Угорь качнул пятернею дверь и оскалился.
— Ладно, ребята. Садись к стенке. Пусть запирает. Окромя Михаила. Товарищ Мартын, ты нам Михаила где ни есть приспособь, на свободе. Мало ли, какой случай. Тебе вполне одному не способно. Притом уйдешь: а ежели без тебя что...
Мартын подумал.
— Товарища Михаила... в самом деле, на случай можно поместить и на площадке с черной лестницы. Если кто-нибудь войдет, он услышит. Это верно. Это я упустил. Я ничего не жду, ничего быть не может, а все-таки для верности. Идемте, товарищ. А к вам — просьба: без стука, чтобы совсем тихо было, он очень осторожный, я вам говорю, Гапон. Стукнете — потом не поправить.

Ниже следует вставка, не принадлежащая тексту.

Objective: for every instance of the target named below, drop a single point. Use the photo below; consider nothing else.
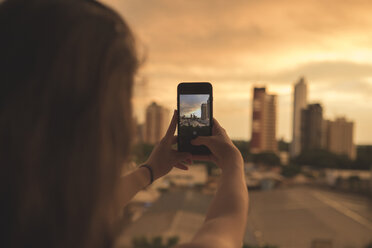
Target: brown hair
(66, 72)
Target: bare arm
(226, 218)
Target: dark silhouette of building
(263, 122)
(204, 111)
(312, 127)
(340, 137)
(299, 103)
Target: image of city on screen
(194, 110)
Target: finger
(217, 128)
(172, 126)
(202, 140)
(182, 155)
(203, 157)
(188, 161)
(181, 166)
(174, 139)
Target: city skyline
(191, 104)
(331, 49)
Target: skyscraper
(340, 137)
(312, 126)
(204, 111)
(299, 103)
(157, 118)
(263, 122)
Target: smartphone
(195, 115)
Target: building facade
(156, 123)
(263, 122)
(312, 127)
(340, 137)
(299, 103)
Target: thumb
(182, 156)
(202, 140)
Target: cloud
(238, 44)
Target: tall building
(204, 111)
(299, 103)
(312, 127)
(340, 137)
(263, 122)
(156, 123)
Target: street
(285, 217)
(297, 216)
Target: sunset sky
(239, 44)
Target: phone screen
(194, 120)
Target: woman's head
(66, 73)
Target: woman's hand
(163, 158)
(224, 152)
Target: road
(285, 217)
(295, 217)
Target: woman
(66, 71)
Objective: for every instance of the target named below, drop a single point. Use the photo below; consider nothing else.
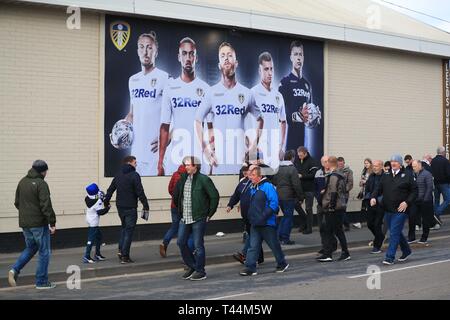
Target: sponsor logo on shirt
(142, 93)
(229, 109)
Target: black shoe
(99, 257)
(126, 260)
(163, 250)
(324, 258)
(248, 272)
(404, 257)
(188, 274)
(239, 257)
(197, 276)
(282, 268)
(438, 220)
(12, 277)
(344, 256)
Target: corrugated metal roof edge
(259, 21)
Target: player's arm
(283, 125)
(166, 116)
(129, 116)
(163, 141)
(207, 148)
(256, 112)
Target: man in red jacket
(173, 230)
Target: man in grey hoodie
(290, 192)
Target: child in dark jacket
(95, 209)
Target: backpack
(341, 188)
(258, 213)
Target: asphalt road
(424, 276)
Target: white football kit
(181, 101)
(145, 98)
(229, 108)
(271, 105)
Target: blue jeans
(443, 189)
(257, 235)
(36, 240)
(128, 218)
(284, 229)
(173, 230)
(194, 260)
(248, 228)
(94, 238)
(395, 222)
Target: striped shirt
(187, 202)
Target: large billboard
(223, 95)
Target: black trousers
(306, 218)
(333, 228)
(375, 216)
(426, 212)
(412, 213)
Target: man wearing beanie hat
(37, 220)
(399, 191)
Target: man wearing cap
(399, 192)
(37, 220)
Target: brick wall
(51, 108)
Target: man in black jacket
(289, 190)
(129, 188)
(37, 220)
(306, 168)
(399, 192)
(440, 168)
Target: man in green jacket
(37, 220)
(196, 199)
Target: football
(121, 135)
(314, 116)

Мы вышли. Мартын запер дверь тяжелым висячим замком, неловко и медленно вдев его в насвежо ввинченные кольца.
— Вы вот здесь поместитесь, — торопливо сказал он, распахивая взвизгнувшую ржавой пружиной дверь на черный ход. — Очень удобно. Здесь щель есть. Вам не только слышно, но и видно будет... Я проведу его с того хода, по другой лестнице.
Он стал опускаться по обшарпанным черным ступеням вниз, в тьму.
— Без шубы, Мартын?
— В самом деле.
Он вернулся, покачивая головой и посвистывая под нос.
. . . . . . . . . . . . . . . . . . . . . . . . . . . . . . . . . . . . . . . . .
Давно уже щелкнул внизу ключ за Мартыном.
Я сидел на ступеньках, прислонившись к шатким перилам. Пахло мышами и сыростью. Сквозь разбитое стекло на стеклянной галлерейке, что идет от площадки, — ровный синеватый лунный свет.
Что-то сказал за стеною Угорь. Слов не расслышал, только имя дошло: о Гапоне.
Да, Гапон. Была песня — и нет. Не о девятом января: эта песня останется. Но Гапон из нее выпадет: лицом в грязь. Имя выпадет — а песня останется: еще крепче, звончей, чем была. Судьба всякого имени: поблестит, смеркнет. А те, что без имени — остаются.
Я всего раз видел его, Гапона. В позапрошлом году, — в декабре... или нет — еще раньше — до снега, слякоть была — свел меня с ним доктор Рожнов: тот самый, что свел меня позже с дружинными, — он лечил за заставами. Год с лишним прошел, а помню до мелочей: в пивной, в задней особливой комнатке, под замком; стол — клеенчатый, липкий от пролитого пива; моченый горох на блюдечке с окованным краем; узкие горла пустых, для счета отставленных бутылок — и качающаяся борода с острыми и быстрыми глазами.
Хорошо говорил в эту ночь Гапон. С верой говорил. Сильно. И потому, что он говорил нам здесь на тайном свидании совсем то самое, что каждый день открыто слышали от него рабочие в клубах его «отделов», — казался он мне особенно искренним, прямым и надежным, смеющимся над опасностью — не в пример нам — в нашем быту, в нашем «наружном» — надежно укрывавшим, мудрой наукой подполья, — революционную нашу работу. Он казался мне чем-то лучше нас: я слушал его раскрыто. И только, когда оборотом нежданным он заговорил горячо и страстно о подвиге и жертве, — хлест этих лживых, непереносных слов заставил меня насторожиться. Я стал присматриваться крепче, уже настороженным глазом.